Research has already shown the Hazara people of Pakistan are partially descended from Mongol warriors, based on historical, linguistic and oral tradition. But a team from Oxford University and University College London has revealed clear evidence of Mongol DNA entering the population during 1306 – exactly 100 years after Genghis Khan was pronounced ruler of all Mongols.

Six other populations, from as far west as Turkey, showed similar evidence of genetic mixing with Mongols around the same time as soldiers had children with women from areas they conquered. The Uyghur people in China are estimated to have a 50 per cent proportion of ‘Mongol-like’ genetic mixture, Uzbheks a 39 per cent proportion. and Turkish eight per cent – showing a progressive west-ward decrease in Mongol ancestry.

Using what the authors have christened their “Globetrotter” technique, the map allows people to select a population revealing “past admixture events”. This reveals the histories of the genetic mixing that created them, between populations across Europe, Africa, Asia and South America spanning the past four millennia.

Dr Garrett Hellenthal, of the UCL Genetics Institute the study’s lead author, said the team was able to pinpoint the year or time frame when genetic mixing took place using genetic recombination – the biological process in which two DNA molecules exchange genetic information.

“Although individual mutations carry only weak signals about where a person is from, by adding information across the whole genome we can reconstruct these mixing events. Sometimes individuals sampled from nearby regions can have surprisingly different sources of mixing,” he said.

“For example, we identify distinct events happening at different times among groups sampled within Pakistan, with some inheriting DNA from sub-Saharan Africa, perhaps related to the Arab Slave Trade, others from East Asia, and yet another from ancient Europe.

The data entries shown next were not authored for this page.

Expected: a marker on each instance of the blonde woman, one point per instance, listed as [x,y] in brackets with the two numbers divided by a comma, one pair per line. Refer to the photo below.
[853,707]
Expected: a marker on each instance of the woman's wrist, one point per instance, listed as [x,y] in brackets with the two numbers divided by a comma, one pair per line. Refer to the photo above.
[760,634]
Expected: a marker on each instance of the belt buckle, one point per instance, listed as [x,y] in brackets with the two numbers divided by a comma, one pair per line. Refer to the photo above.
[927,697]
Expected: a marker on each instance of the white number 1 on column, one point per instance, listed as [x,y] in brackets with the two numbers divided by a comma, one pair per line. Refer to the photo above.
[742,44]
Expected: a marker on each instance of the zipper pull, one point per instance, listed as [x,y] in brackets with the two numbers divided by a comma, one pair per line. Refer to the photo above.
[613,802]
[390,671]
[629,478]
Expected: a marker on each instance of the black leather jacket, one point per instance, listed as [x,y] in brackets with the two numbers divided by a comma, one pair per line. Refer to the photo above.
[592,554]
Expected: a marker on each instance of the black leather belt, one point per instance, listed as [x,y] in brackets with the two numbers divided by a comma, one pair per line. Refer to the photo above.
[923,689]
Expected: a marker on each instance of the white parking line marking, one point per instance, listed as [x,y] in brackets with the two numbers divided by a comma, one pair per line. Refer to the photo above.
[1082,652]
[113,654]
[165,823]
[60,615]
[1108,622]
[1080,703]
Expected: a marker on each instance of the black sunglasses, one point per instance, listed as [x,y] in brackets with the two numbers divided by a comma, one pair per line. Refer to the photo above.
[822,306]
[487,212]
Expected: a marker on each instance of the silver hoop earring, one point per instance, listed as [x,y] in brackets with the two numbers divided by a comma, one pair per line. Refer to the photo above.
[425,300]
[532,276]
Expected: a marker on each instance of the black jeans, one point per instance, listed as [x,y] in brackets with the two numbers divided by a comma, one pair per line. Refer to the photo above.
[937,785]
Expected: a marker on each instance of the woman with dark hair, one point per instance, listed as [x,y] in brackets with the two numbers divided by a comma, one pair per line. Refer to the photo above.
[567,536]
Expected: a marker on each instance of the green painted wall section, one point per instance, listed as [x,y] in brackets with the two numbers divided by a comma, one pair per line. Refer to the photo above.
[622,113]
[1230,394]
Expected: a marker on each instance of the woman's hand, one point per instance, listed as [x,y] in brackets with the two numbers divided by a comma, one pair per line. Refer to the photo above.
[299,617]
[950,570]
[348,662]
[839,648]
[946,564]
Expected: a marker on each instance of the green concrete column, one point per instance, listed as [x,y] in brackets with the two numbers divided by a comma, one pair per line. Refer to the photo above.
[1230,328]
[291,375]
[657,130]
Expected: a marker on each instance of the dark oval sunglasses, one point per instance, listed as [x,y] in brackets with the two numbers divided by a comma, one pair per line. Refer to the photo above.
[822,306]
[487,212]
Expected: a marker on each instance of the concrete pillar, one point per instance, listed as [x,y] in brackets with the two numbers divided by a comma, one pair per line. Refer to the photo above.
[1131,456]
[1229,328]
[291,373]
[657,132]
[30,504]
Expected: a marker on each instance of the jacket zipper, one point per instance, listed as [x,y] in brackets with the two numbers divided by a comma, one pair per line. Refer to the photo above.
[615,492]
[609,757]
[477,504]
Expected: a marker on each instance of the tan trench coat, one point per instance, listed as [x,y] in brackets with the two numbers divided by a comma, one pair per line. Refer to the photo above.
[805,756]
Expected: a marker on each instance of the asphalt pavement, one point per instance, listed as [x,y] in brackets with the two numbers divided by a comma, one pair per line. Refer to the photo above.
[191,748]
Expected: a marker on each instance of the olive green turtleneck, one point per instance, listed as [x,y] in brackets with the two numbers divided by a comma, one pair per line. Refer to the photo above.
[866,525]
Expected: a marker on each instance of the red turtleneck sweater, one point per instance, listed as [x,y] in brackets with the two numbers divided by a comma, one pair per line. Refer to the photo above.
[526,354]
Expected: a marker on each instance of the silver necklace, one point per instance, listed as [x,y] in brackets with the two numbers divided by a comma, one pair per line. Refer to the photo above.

Nearly all our populations show mixing events, so they are very common throughout recent history and often involve people migrating over large distances.”

Sophisticated statistical analysis using genome data from 1,490 individuals across the 95 areas was used to identify “chunks” of DNA shared between individuals from different groups.

Co-author Dr Daniel Falush, from the Max Planck Institute for Evolutionary Anthropology in Leipzig, said: “Each population has a particular genetic ‘palette’. If you were to paint the genomes of people in modern-day Maya, for example, you would use a mixed palette with colours from Spanish-like, West African and Native American DNA. This mix dates back to around 1670CE, consistent with historical accounts describing Spanish and West African people entering the Americas around that time.

“Though we can’t directly sample DNA from the groups that mixed in the past, we can capture much of the DNA of these original groups as persisting, within a mixed palette of modern-day groups.”

The UK showed no strong evidence of admixture, however. “This doesn’t mean something didn’t happen but British genetic mixture is generally made up from people of the same part of the world rather than from different genetic groups like we see elsewhere,” said Dr Hellenthal.

Dr Simon Myers, of Oxford University’s Department of Statistics and Wellcome Trust Centre for Human Genetics who co-authored the study, said: “DNA really has the power to tell stories and uncover details of humanity’s past.

“For example, the DNA of the Tu people in modern China suggests that in around 1200, Europeans similar to modern Greeks mixed with an otherwise Chinese-like population. Plausibly, the source of this European-like DNA might be merchants travelling the nearby Silk Road.”

The team’s research, published in Science this week, could have implications for how DNA impacts health and disease in different groups.

“Some populations are more at risk of certain diseases than others, and drug efficacy is also known to vary significantly. Rare genetic mutations are particularly likely to show strong differences between populations, and understanding their role in our health is an area of intense current research efforts,” Dr Myers said.

“We hope in future to include even more detailed sequencing o spot these rare mutations and better understand their global spread. ”

Dr Hellenthal told The Independent future research would include a more detailed study of the UK’s genetic mixture. He said: “We’re looking at a more targeted approach in areas such as Ethiopia and a substantial number of groups in America. We’re also going to be studying the United Kingdom to get a better genetic picture of local regions.”